Thursday, May 30, 2013 —
Every year we put more and more pressure on the natural world, asking it to give us more and more natural resources. Throughout the world, human populations are increasing at an alarming rate--particularly in the developing countries. Many scientists think that we've already passed the point where we can fully replenish Earth's natural resources.
Unfortunately, this rapid consumption of our natural resources threatens the very survival of many animal species. Unchecked consumption of these resources and our pollution of the environment is reeking havoc on the natural world.

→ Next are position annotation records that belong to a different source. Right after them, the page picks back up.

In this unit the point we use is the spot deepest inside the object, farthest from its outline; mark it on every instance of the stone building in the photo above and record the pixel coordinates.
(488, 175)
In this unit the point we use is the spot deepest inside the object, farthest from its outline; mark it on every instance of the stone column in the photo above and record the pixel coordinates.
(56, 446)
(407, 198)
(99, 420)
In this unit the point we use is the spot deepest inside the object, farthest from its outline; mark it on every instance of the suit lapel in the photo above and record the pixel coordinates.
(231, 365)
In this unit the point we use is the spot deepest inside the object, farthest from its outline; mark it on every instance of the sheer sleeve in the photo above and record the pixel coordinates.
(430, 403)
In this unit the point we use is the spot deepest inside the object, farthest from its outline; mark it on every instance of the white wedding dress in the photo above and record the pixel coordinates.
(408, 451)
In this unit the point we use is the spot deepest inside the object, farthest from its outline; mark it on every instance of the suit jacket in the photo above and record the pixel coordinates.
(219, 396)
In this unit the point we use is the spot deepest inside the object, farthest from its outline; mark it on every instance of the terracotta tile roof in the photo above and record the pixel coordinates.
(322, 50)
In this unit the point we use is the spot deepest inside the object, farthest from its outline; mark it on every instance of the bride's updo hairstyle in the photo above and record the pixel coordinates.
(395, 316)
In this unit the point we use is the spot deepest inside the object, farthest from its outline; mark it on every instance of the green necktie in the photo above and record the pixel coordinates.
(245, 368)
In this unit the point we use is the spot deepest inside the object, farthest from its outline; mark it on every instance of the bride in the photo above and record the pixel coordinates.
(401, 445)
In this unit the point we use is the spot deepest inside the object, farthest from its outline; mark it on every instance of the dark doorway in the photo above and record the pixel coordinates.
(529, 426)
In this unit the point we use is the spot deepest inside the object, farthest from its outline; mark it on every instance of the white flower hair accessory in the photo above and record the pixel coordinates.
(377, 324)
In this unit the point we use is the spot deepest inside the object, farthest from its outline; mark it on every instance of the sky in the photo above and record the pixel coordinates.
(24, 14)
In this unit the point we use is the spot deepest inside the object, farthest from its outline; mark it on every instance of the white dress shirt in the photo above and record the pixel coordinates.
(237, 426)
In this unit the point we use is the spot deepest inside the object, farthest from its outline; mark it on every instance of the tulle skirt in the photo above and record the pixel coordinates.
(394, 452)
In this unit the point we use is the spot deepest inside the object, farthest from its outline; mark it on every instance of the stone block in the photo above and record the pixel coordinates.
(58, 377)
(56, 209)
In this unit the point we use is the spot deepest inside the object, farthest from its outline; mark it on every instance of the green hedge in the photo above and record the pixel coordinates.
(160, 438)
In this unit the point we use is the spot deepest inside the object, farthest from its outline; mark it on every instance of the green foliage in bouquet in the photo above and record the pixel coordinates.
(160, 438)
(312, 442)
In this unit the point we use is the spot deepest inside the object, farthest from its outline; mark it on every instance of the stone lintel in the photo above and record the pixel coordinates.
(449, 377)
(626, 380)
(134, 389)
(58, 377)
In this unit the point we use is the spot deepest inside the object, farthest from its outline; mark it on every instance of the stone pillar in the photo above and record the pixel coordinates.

"If we do not change how we interact with the natural world in significant ways, we will soon run out of resources, disrupt the ecosystems in which we live and push hundreds--if not thousands--of species into extinction," said North Carolina Zoo Director Dr. David Jones.
Jones' view is that every major biological institution around the world should play a significant role in the maintenance of biodiversity and, in so doing, help to ensure the maintenance of healthy ecosystems. Only through these institutions, including the N.C. Zoo, making a significant contribution as part of that wider biological and conservation community can we hope to stabilize the situation for our children and grandchildren, Jones said.
In light of that need for, and commitment to, international conservation, the N.C. Zoo (in collaboration with the Wildlife Conservation Society) launched the Cross River Gorilla Research & Monitoring project in Central and West Africa to help save that continent's most endangered gorilla.
Inhabiting the rugged highlands of the Nigerian-Cameroon border, the Cross River gorilla is the most critically endangered of all the African apes and one of the 25 most endangered primates in the world. Less than 20 years ago, scientists rediscovered this gorilla subspecies, once thought to be extinct. Only about 300 Cross River gorillas are believed to survive today, their disappearance brought on mainly by illegal hunting and habitat destruction.